Seven45 Studios
- Company type: Private
- Industry: Video Games
- Founded: 2007
- Headquarters: Boston, Massachusetts, U.S.
- Key people: Bernard Chiu (Chairman, CEO) Mark Izen (President, COO)
- Website: http://seven45studios.com

= Seven45 Studios =

Seven45 Studios is the video game publishing & development division of First Act. The company's titles fuse innovative and entertaining gameplay with the world of music. It was reported to be defunct in 2013.

==History==
Seven45 Studios was founded in 2007 as the video game division for First Act. Seven45 is perhaps best known as the developer and publisher of the critically panned 2010 title Power Gig: Rise of the SixString, a note-matching game that shipped with a unique guitar game controller that acts as both a standalone six-stringed guitar and game controller for this and other note-matching games. In late 2010 Seven45 Studios laid-off a large part of their staff "as a part of the natural cycle of game development and to focus on the development needs of its upcoming games projects". In 2011 Seven45 Studios changed focus to developing and producing iOS apps.

==Titles==
Power Gig: Rise of the SixString, released in October 2010, is a video game console game for simulating gameplay with a real guitar. It was released simultaneously on Xbox 360 and PlayStation 3. The game was derided by critics due to its guitar not functioning perfectly and its padless drum kit having poor detection.

BeatPop, released in April 2011, in an iOS app, designed to be played on the Apple iPhone and iPod Touch. The player pops bubbles (via tapping the touch screen) to the beat of a variety of interesting and catchy original soundtracks.

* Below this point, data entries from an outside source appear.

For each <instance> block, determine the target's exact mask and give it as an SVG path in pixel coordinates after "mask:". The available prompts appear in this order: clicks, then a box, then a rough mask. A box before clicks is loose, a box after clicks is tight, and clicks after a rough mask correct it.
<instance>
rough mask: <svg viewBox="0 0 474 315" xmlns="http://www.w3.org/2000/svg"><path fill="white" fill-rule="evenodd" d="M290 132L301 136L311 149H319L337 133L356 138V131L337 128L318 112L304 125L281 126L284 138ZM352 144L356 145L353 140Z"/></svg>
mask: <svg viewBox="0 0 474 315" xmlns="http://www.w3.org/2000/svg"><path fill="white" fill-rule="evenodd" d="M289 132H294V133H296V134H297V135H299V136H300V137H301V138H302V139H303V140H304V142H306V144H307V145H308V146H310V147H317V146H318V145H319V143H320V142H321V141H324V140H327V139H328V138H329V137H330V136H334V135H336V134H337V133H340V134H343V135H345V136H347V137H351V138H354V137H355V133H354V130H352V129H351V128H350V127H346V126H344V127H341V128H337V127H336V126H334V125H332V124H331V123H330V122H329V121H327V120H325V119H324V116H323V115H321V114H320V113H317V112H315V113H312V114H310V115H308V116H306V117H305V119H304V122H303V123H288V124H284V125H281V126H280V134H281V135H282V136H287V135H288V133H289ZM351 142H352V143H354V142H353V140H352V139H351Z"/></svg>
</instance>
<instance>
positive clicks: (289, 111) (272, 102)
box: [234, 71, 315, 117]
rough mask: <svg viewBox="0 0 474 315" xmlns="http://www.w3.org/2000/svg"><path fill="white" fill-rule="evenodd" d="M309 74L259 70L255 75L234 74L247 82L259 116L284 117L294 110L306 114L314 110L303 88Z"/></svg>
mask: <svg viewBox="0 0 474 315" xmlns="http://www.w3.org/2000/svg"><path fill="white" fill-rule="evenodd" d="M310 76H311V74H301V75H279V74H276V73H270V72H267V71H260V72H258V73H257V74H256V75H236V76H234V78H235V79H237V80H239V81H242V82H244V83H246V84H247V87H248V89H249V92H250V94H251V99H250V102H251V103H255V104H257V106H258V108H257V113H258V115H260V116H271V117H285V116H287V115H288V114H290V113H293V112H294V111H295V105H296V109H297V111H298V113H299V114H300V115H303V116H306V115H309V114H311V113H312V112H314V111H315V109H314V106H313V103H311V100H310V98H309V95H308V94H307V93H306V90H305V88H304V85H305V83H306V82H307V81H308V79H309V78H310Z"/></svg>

Soulo, released in late 2011, is an iOS app for Karaoke designed to be played on the Apple iPhone, iPad, iPod Touch. The songs that can be downloaded directly to the app include a dynamic interactive display of the lyrics. These songs are all cover versions of original songs. Soulo also enables the user to sing along with existing songs in the iTunes library. The original vocals from these songs are suppressed via vocal remover technologies. Additional voice enhancements such as pitch correction are also included in the game play. These technologies were supplied by the audio technology company iZotope. The app is designed to work with a line of microphones and other peripherals made by Seven45 Studios' sister company, First Act.